Directed by Robert McKimson; Story by Warren Foster; Animation by Cal Dalton, Don Williams, and Richard Bickenbach; Backgrounds by Richard H. Thomas; Musical Direction by Carl W. Stalling. A Merrie Melody released on April 20, 1946.
TADA! Welcome to the new and improved Wackyland2! When I said I was cancelling the blog, I just meant that I was giving Squarespace the boot. That place sucked. Here is a lot more space for me to stretch my creative wings. It’s the same great taste, but with a whole new package! With still hundreds of shorts left to address, we’d better get started!

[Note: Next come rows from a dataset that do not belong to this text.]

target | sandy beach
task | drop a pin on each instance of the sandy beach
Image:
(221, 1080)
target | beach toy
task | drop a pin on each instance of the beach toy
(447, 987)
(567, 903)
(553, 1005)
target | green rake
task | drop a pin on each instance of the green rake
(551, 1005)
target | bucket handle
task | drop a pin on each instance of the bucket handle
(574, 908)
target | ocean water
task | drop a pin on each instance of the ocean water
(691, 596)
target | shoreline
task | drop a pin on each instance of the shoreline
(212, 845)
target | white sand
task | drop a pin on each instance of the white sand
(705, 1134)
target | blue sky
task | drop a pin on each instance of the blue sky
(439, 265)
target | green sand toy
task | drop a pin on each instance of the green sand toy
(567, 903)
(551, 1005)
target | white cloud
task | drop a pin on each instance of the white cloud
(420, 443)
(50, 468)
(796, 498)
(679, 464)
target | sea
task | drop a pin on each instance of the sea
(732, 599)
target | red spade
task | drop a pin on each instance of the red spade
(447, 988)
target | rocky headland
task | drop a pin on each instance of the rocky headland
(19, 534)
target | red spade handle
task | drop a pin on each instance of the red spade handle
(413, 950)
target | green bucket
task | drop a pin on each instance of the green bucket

Dogs are some of the greatest animals on the planet! Hollywood seems to think so too. As all the biggest stars (at least of the 1940s) all seem to own one. What’s more, they look a lot like their owners too, making it easy to tell who is who. So what do these dogs do when their owners are out being caricatured in Warner Bros. cartoons? They decide to start a nightclub all their own! And everyone of the canine type is invited! Upon entering, patrons can drop their (fur) coats at the entrance. And one doesn’t need to worry about filling your belly: Dogwood himself is on hand making some tasty bone sandwiches, and cleanup is nothing to worry about. We’ve got Laurel and Hardy’s dogs on cleanup duty. (Our dishes wind up extra clean. Seeing as how Laurel’s pooch, keeps accidentally dropping what he just dried back into the sink.) A young dog tries to call home, but has to wait as there are quite a number ahead of him. Not to worry, there is plenty of entertainment to keep one occupied. Why not listen to Leopold Bowwosky conduct? His musicians are playing the Hungarian Dances. (Taking reading breaks when waiting for their part, and breaking violins when performing their part) But some aren’t taking things too seriously. Lou Costello’s dog can’t be bothered to stay with his instrument and will leave in the middle of a performance to get a drink. (And more amusing than that, acting like a jerk when people tell him to get back to work) He just might ruin the song too, as he’ll mistake any flies on his sheet music for actual notes. And our young friend is still waiting to call. But there’s only one ahead of him now! Some dog’s try to make connections. Bing Crosby’s dog is serenading the pet of Dorothy Lamour. But he can’t quite compete with Frank Sinatra’s dog. (Mostly because the latter’s singing is too irresistible for Bing’s pooch to try and top) With a fresh batch of music (and the occasional box of fleas) everyone is really getting into the dancing groove. Well, almost everyone. Our young friend is finally allowed to call home. Hope his voice is strong enough. Since dog’s can’t use telephones, he has to make do with a megaphone.